8) I took the Myers and Briggs Learning Inventory and
discovered my personality is ISTJ. If you go by what this
test says perhaps only about five percent of the population
will be compatible for personal relationships. Cut that
figure in half to represent the percentage of women in the
population that would be compatible and I am looking at
only about 2.5 women for each one hundred that I meet. Not
good odds especially in an area like Kansas City which is
filled with very extroverted people, most of which are not
compatible with my personality.
9) A significant number of people both men and women, have
treated me like garbage over the years. I am not a
masochist. I do not enjoy being treated like a zit by
people that I never so much as laid a finger upon or even
insulted. Thus, I am not about to get involved with people
like you even if you do like me now.
10) I don’t have issues like these in other areas of the
country. In other areas of the country, people that I know
through work treat me far better. And surprisingly I have
had a number of fairly attractive younger ladies that take
a sincere interest in me especially those I’ve met outside
of work. I’d rather date a 25 year old from Indiana or Ohio
that works at a convenience store than most of the women in
the Kansas City area, regardless of their age, beauty or
self perceived social status.
To summarize.

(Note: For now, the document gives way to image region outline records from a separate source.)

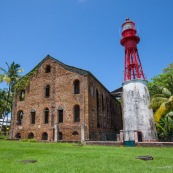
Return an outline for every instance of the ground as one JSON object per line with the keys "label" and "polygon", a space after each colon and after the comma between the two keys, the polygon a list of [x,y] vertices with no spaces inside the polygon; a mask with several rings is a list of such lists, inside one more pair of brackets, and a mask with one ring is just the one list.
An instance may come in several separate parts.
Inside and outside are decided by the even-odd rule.
{"label": "ground", "polygon": [[[1,173],[173,172],[173,150],[166,147],[82,146],[1,139],[0,153]],[[151,155],[154,160],[136,159],[144,155]]]}

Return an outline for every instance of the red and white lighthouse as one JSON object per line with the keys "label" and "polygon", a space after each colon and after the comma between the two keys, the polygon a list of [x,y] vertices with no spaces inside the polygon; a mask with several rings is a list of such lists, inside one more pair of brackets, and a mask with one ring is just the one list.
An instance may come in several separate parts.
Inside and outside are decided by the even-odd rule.
{"label": "red and white lighthouse", "polygon": [[120,41],[125,48],[122,95],[124,141],[156,141],[153,112],[149,109],[148,82],[144,76],[137,49],[139,41],[135,23],[126,19],[122,25]]}
{"label": "red and white lighthouse", "polygon": [[136,35],[135,23],[128,18],[122,25],[121,45],[125,47],[124,81],[145,79],[140,62],[137,44],[140,38]]}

At this point in time, now that I’ve stayed
in KC for about two years longer than expected, I may
entertain the notion of dating someone. But... It will have
to be someone that I perceive as compatible, under the age
of 33, and looking for a permanent relationship and open to
relocation to the community where I decide to launch my
radio station. Take the Myers and Briggs Learning Inventory
and find out what personality type you are and whether or
not you are compatible with an ISTJ. :-) I’m not interested
in dating any woman that thinks I am some kind of
subservient male that your Dominatrix type of personality
can walk all over. If you need a guy that you can dominate
then find someone else. My Mother did not raise me to be
that kind of boy. I’m a Ward Cleaver kind of guy when it
comes to dating and relationships with the opposite sex.
But knowing that I know about this area, I am probably
better off waiting to find someone when I get to my new
home.
I sincerely hope this will educate those people in the KC
area that aren’t too comfortable with the fact that I am
single, alone and not really looking for any female
companionship at this time. You may never understand where
I am coming from but in my eyes, you don’t need to anyway.